Tuesday or Saturday appears to be the best days to tune in, followed by Wednesday or Thursday.

Discussion and Issues

I found this exercise to be very interesting as it allowed me to pull data from a webpage and present it in a more easily digestible manner. I could have gone through and manually counted the number of articles from each day of the week, or made tallies of what news outlets appeared the most, but this would have been very time consuming and left room for errors.

However, while a lot of information was gleaned from this, it is in many ways incomplete.

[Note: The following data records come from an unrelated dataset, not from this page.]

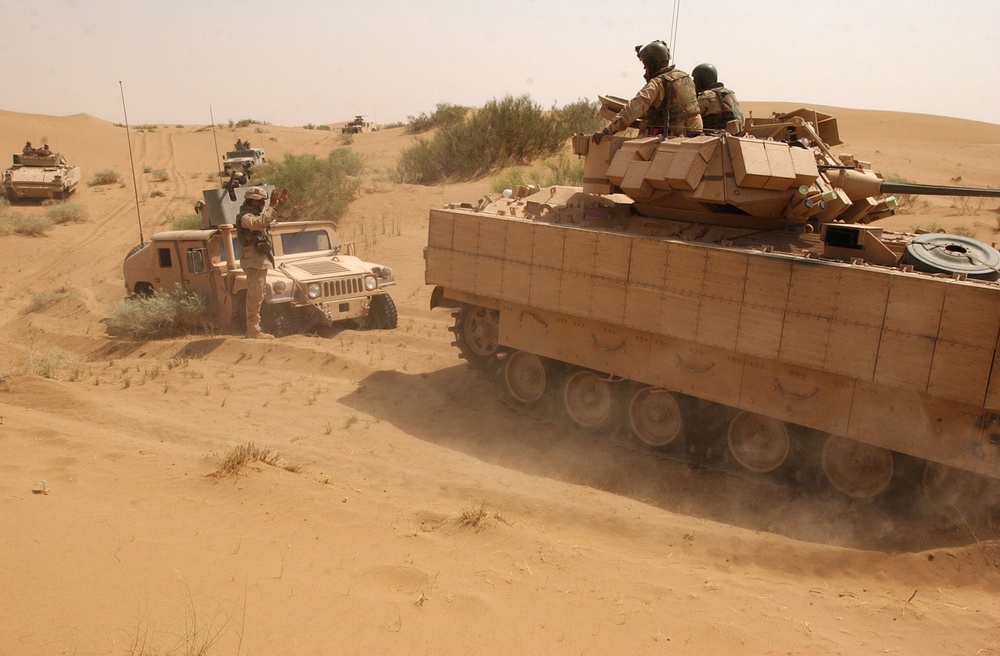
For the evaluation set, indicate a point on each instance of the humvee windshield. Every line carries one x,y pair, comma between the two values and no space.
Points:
292,243
306,241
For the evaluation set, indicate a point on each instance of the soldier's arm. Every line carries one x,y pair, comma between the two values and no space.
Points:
638,106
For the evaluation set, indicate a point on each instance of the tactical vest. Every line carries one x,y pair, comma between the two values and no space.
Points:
730,110
259,240
680,101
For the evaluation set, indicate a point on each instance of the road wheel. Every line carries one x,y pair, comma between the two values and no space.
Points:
525,377
760,444
587,399
655,417
856,469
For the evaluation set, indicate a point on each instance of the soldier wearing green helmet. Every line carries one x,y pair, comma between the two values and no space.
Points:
718,105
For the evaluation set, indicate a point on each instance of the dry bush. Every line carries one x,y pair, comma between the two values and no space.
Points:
106,176
42,300
15,223
240,456
61,212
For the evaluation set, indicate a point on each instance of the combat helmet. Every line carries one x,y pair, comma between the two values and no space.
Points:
653,54
704,76
255,193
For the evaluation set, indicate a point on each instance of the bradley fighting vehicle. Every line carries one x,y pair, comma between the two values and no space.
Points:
40,174
730,298
316,279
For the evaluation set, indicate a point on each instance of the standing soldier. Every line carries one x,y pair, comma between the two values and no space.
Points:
257,251
668,100
718,104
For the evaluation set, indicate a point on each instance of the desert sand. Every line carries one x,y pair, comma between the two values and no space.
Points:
583,545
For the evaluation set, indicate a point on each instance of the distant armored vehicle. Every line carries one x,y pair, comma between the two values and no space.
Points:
736,282
358,125
242,162
40,174
316,281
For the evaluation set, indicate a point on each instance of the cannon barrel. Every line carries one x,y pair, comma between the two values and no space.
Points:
936,190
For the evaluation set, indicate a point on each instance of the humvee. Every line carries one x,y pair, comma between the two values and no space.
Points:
40,175
317,279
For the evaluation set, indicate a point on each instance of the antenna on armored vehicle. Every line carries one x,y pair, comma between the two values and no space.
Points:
211,115
131,162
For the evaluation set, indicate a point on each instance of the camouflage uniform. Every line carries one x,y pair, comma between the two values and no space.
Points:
668,96
255,258
718,106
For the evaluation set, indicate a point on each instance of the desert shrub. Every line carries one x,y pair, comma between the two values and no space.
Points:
52,363
507,132
580,116
159,315
63,212
106,176
240,456
42,300
318,188
246,122
560,170
509,178
15,223
444,115
186,222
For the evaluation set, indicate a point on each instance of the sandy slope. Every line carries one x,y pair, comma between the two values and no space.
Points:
585,545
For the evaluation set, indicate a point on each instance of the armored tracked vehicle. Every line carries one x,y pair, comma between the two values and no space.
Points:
729,298
358,125
316,281
242,162
40,175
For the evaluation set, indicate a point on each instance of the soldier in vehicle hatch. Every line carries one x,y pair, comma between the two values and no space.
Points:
668,100
257,253
718,104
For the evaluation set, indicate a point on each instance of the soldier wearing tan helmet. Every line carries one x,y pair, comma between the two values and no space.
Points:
257,254
668,100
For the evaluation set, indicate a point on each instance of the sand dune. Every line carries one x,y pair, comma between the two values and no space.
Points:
583,544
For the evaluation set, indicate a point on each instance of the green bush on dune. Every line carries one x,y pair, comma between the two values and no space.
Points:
159,315
507,132
317,188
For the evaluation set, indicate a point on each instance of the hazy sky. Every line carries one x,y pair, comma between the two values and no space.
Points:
296,61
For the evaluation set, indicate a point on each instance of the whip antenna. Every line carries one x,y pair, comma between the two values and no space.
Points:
135,186
211,115
673,29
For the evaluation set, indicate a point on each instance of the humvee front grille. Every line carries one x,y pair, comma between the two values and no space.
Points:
343,287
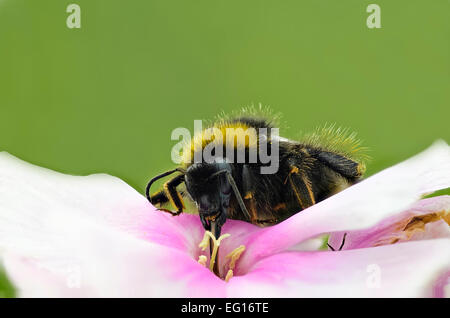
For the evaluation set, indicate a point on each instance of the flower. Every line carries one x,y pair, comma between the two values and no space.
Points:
95,236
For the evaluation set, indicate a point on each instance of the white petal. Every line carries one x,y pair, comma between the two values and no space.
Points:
362,205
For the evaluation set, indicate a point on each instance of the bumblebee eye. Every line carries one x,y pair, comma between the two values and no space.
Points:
226,188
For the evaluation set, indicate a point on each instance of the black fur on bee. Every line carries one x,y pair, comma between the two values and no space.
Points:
310,171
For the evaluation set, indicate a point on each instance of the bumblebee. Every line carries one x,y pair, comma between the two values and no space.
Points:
309,171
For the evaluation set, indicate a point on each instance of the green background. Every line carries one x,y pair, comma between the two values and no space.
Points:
106,97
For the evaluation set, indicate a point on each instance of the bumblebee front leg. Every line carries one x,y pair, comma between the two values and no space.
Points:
170,193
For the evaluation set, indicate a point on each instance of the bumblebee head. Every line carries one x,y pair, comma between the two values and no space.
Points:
209,186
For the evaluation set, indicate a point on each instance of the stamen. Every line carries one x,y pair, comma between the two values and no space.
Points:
229,275
235,255
216,243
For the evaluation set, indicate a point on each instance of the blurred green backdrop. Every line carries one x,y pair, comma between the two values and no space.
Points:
105,98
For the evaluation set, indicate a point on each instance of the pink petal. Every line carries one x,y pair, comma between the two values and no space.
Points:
386,193
54,227
401,270
88,260
391,230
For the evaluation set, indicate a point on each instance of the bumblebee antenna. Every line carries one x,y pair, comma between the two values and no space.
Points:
165,174
235,190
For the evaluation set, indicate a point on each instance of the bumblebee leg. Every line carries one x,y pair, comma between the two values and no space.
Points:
170,193
342,165
301,185
249,192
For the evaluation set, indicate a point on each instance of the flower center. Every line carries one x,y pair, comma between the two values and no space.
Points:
233,256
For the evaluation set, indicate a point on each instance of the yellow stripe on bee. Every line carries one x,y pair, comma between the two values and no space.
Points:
237,135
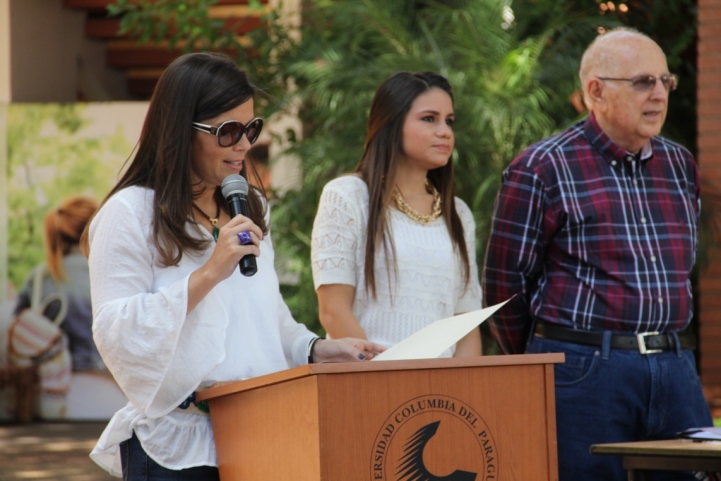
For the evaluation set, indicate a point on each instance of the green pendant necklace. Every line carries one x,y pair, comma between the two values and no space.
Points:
213,222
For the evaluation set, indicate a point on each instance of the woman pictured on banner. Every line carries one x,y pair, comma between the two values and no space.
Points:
173,314
65,270
392,249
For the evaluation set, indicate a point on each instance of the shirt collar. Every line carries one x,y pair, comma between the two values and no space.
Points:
607,148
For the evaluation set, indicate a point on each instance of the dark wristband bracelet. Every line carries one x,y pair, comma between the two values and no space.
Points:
311,347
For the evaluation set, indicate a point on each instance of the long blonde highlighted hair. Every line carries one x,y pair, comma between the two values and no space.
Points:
63,227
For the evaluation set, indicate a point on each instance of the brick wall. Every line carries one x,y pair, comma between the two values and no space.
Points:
709,158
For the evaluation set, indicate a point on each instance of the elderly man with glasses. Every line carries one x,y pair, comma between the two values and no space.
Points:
595,229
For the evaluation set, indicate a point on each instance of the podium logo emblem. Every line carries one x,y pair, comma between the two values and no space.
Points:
434,438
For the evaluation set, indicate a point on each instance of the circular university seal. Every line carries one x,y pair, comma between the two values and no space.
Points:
434,437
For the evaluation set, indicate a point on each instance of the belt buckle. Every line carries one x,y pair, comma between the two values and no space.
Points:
642,343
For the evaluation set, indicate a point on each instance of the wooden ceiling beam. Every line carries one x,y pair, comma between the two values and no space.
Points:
107,28
102,5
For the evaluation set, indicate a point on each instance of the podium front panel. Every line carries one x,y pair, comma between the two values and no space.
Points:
469,424
474,422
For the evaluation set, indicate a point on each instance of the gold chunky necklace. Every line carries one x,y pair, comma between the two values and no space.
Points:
412,213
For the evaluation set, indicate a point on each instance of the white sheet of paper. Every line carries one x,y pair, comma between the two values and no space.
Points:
431,341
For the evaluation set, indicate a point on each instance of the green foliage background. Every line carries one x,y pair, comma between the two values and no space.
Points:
47,162
513,67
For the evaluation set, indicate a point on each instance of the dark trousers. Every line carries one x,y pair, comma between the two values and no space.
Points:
609,396
138,466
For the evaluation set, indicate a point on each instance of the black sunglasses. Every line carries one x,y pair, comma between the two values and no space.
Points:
646,83
230,132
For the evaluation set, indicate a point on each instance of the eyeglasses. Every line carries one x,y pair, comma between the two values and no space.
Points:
230,132
646,83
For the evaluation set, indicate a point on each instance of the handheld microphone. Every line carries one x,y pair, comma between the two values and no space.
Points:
235,190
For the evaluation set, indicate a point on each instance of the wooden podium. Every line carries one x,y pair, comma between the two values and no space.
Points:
484,418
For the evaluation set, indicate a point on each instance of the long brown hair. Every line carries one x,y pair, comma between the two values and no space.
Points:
63,228
193,88
379,165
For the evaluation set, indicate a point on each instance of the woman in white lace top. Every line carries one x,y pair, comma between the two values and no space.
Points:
172,312
392,249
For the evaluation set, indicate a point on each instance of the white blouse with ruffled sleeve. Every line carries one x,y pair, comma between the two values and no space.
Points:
158,352
426,286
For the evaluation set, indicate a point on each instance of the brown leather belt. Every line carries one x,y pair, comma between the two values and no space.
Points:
645,343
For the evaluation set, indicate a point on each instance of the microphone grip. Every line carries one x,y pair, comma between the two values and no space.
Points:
238,205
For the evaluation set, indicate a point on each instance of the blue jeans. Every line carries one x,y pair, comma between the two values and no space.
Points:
607,396
138,466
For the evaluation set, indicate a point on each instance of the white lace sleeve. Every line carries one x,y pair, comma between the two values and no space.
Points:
337,232
470,298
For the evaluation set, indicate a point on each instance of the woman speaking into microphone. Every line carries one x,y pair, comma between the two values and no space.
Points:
172,312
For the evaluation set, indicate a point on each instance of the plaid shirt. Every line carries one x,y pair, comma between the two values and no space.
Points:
593,238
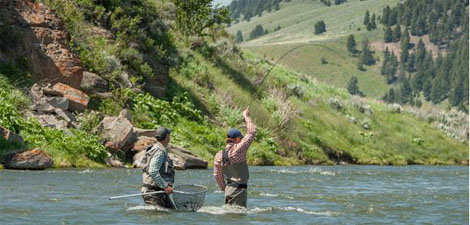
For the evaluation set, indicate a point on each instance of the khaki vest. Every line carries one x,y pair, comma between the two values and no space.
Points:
237,173
166,170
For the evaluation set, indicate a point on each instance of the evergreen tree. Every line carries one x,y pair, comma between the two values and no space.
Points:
366,57
396,34
388,36
258,31
367,18
385,14
405,39
320,27
239,37
392,19
420,51
351,44
373,22
405,92
353,88
411,63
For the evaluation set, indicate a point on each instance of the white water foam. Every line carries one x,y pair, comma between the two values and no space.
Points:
214,210
148,207
85,171
293,209
310,171
225,209
268,194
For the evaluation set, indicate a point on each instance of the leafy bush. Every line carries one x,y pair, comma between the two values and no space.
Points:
54,141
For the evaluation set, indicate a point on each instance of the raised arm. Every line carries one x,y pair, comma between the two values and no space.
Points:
239,152
154,169
219,177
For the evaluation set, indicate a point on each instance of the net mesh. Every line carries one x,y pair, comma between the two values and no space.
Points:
189,197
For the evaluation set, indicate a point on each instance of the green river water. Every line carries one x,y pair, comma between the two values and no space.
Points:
276,195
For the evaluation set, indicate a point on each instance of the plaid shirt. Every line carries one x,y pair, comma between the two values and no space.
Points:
236,154
156,163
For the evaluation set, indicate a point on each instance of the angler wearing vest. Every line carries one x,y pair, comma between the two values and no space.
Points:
230,168
158,173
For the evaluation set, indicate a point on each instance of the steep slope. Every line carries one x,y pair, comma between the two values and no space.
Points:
294,23
209,81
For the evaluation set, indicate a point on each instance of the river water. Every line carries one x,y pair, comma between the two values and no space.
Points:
276,195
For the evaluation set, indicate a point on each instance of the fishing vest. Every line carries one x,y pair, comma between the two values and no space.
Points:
166,170
237,174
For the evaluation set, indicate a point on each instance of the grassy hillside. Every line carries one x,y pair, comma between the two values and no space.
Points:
297,19
299,119
319,131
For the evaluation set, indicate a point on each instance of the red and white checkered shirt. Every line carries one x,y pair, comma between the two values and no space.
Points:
236,154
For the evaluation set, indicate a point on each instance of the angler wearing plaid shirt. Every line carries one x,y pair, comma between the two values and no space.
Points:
158,173
230,168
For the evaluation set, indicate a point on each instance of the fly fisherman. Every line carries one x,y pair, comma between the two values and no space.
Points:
158,173
230,168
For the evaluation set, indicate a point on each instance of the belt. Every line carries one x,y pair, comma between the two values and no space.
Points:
235,184
155,187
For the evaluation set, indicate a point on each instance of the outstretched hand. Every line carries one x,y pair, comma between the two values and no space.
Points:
246,112
168,190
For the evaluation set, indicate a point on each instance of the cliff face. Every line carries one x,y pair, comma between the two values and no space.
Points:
41,42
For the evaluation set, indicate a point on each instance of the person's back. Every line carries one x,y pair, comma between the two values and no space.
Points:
158,173
230,167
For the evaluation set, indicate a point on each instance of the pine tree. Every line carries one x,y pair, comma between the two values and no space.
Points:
405,91
411,63
405,39
392,19
396,34
366,57
367,18
388,37
385,15
373,22
420,51
353,88
239,37
351,44
320,27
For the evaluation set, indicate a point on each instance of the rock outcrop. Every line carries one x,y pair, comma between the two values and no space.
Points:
52,106
9,136
78,100
32,160
184,159
44,43
117,132
93,83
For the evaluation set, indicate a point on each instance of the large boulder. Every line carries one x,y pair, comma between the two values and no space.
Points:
143,143
44,43
78,100
9,136
93,83
113,161
118,133
184,159
138,160
30,160
144,132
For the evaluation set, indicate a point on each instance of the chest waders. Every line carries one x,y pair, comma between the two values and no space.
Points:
236,176
166,172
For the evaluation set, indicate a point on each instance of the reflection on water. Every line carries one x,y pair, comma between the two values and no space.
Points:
277,195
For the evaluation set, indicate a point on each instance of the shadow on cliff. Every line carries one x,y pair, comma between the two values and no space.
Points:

There were several areas that caused issues and altered the end result with the graphs, so these conclusions are almost certainly not 100% accurate. A few of the issues were as follows:

It was very difficult to merge the News Story and Day/Date tables because they had varying numbers of rows. After spending a lot of time trying to diagnose the issue, I discovered that the extra two rows in the Day/Date table occurred when the SelectorGadget tool identified random spaces in the mappings. Once these were removed, it resolved the discrepancy.
When performing the colsplit() function, some of the data split in unusual or unexpected ways, with both sets of data frames. After merging, I had to go through and manually slice out rows with incomplete or misformated data, as some of the rows had empty spaces instead of no entry making it difficult to accomplish with a function designed to remove N/A values. This reduced the data set from 190 rows to 172.
Initially when creating the Day of Week chart, I was provided a list of overlapping days (two values for Thursday, for example). This is likely a result of the column splits we did before that caused the issues in the previous bullet. For the purposes of this assignment, I filtered out only the top 5 results to get the chart shown. This is why the total count is 91, less than the 172 articles considered.